To: rkral who wrote (191)8/15/2002 10:47:31 PM
From: ExacctntRead Replies (3) | Respond to of 786
 
<<<So before-tax option expenses were nearly 60% of sales. That's the worst I've seen yet.>>>

Upon looking over ELON's Form 10-K, I find it interesting if you check the numbers that they use to arrive at option expense, you'll find that the year 2000's grant of 1.8M shares was issued at an average weighted price at $33.63. The fair value price for that year was $27.20. The expected life was 4.2 years. Compiling the option expense for that grant gives you a cost of $48.9Million. (1.8M shares times $27.20 fair value). Divide that by 4.2 years gives you an annual expense of $11.7Million just for that grant.

The problem with that calculation and the problem with SFAS 123 and Black Scholes is that the year 2000 grant assumes that within 4.2 years, from the time of issuance, the market price of ELON shares will reach $60.83. ($33.63 grant price plus $27.20 fair value price).

The price of ELON's shares has tanked since the year 2000 grant, however, SFAS 123 does not allow any adjustments to the original calculation to reflect market price swings.

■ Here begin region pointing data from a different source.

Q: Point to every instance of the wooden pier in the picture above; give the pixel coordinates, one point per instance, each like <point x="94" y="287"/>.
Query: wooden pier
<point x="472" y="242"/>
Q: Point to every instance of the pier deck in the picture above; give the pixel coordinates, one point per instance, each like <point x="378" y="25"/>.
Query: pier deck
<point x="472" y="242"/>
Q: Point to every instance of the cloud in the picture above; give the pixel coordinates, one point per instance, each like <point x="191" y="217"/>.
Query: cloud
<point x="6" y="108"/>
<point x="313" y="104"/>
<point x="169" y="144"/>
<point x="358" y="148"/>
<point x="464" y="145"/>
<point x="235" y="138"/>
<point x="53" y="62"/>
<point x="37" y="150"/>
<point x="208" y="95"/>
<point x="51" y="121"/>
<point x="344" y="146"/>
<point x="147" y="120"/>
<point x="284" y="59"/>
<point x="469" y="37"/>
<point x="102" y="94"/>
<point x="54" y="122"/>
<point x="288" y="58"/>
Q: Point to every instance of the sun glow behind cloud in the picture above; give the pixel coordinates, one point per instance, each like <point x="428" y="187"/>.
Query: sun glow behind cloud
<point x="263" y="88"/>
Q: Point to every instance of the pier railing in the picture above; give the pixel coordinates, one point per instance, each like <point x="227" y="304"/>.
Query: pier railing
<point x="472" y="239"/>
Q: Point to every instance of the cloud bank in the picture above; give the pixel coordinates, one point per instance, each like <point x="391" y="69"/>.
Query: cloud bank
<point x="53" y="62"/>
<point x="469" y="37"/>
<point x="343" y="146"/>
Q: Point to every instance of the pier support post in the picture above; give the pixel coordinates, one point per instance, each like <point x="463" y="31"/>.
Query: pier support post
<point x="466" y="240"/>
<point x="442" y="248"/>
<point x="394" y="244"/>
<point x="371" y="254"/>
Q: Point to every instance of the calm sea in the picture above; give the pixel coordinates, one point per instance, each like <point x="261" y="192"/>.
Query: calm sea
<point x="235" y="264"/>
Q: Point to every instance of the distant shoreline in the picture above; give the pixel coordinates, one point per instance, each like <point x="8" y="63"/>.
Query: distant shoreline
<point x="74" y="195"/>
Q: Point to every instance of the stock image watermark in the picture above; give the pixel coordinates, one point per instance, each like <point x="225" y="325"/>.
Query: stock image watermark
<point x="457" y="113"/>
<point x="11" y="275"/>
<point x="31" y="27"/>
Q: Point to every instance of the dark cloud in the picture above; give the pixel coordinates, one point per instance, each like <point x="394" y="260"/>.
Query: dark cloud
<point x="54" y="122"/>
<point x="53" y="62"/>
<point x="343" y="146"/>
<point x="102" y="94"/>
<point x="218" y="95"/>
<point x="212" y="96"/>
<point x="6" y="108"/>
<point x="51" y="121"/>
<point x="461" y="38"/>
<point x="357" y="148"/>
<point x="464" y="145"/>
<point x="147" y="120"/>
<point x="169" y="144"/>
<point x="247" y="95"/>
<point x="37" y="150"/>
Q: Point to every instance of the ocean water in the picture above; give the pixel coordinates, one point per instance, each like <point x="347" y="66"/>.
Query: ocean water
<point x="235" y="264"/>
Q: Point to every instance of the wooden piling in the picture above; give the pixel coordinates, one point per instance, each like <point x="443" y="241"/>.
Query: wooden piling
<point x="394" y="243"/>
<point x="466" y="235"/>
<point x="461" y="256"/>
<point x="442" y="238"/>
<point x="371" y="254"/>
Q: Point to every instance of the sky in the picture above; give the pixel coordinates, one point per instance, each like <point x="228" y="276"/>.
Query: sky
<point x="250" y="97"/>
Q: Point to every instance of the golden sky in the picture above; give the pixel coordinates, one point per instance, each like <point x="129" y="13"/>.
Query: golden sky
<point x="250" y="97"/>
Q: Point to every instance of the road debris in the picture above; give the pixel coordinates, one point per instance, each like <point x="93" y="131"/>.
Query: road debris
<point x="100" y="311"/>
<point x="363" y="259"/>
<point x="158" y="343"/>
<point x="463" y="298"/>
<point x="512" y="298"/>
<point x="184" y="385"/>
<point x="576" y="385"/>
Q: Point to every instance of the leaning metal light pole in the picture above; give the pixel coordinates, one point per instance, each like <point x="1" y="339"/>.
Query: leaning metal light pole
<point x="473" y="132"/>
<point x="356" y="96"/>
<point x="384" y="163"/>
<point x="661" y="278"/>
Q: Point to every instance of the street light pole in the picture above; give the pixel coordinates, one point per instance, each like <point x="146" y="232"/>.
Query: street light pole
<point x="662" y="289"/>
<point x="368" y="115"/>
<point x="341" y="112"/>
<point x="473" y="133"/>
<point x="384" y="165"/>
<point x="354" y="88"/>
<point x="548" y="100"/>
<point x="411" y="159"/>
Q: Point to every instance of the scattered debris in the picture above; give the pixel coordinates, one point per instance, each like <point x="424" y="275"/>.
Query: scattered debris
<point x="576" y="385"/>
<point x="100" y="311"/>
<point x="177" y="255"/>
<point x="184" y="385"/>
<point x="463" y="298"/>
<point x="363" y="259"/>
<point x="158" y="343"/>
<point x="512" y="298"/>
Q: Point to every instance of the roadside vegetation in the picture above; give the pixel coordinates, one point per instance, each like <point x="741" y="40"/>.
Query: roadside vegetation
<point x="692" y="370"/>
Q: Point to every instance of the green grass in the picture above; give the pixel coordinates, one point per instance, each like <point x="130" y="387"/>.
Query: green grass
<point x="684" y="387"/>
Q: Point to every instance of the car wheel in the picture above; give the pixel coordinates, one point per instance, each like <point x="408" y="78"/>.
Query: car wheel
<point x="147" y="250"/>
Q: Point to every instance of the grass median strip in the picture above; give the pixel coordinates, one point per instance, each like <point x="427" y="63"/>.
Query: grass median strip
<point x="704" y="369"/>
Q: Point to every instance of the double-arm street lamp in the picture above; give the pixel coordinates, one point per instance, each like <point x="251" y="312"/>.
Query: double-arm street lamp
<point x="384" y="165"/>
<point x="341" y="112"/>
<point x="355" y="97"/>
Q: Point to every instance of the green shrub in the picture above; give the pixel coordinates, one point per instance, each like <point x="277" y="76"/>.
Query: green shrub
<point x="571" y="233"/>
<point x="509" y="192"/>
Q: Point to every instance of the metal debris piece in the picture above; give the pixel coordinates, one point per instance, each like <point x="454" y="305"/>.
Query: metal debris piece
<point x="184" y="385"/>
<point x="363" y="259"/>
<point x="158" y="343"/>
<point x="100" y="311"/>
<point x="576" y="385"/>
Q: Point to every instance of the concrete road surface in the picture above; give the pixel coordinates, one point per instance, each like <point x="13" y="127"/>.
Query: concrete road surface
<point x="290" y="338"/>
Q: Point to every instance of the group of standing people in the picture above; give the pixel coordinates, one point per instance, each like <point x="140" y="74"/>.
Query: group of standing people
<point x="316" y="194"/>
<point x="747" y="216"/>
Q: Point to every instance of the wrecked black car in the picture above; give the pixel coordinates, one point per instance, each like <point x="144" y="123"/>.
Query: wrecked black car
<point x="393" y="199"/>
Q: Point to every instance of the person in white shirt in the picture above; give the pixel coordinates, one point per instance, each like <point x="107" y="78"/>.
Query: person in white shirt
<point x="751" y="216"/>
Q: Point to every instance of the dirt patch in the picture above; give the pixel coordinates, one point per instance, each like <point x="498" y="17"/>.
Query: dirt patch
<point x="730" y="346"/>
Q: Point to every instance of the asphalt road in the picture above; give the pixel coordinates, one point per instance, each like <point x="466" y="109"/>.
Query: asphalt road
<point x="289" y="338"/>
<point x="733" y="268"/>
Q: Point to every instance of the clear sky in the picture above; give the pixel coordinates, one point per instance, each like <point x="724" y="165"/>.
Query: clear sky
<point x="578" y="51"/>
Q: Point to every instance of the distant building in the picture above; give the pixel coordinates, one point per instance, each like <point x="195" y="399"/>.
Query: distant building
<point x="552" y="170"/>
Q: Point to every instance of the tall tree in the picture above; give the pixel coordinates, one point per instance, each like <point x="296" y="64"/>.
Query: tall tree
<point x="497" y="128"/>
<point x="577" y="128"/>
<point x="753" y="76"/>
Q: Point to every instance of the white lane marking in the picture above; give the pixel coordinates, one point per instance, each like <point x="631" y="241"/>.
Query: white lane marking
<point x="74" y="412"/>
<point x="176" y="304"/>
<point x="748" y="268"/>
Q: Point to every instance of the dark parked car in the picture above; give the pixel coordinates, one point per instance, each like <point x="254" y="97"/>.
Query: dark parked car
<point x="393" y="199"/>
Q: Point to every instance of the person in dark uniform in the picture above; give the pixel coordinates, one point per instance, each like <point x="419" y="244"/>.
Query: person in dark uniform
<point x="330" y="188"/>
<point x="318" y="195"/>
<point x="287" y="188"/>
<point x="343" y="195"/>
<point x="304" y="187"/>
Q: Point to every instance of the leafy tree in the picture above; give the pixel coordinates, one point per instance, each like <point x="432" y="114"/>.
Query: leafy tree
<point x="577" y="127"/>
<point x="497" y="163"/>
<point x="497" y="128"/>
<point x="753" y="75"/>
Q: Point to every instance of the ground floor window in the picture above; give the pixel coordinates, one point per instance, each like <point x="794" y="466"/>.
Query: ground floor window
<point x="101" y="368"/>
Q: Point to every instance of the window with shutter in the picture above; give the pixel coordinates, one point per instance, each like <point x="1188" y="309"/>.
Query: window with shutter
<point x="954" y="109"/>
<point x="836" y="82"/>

Unless some adjustments to SFAS 123 are made, in the interest of accuracy, it doesn't make sense to expense options on the income statement if it continues to distort the earnings of the company.



To: rkral who wrote (191)8/16/2002 11:08:52 AM
From: Ted The TechnicianRespond to of 786
 
Ron, thanks for the thread. Options have been on my mind for quite a while. You can see my postings on ELON. ELON's option grant expenses is the highest of any company that I'm aware of also; hence my interest in ELON.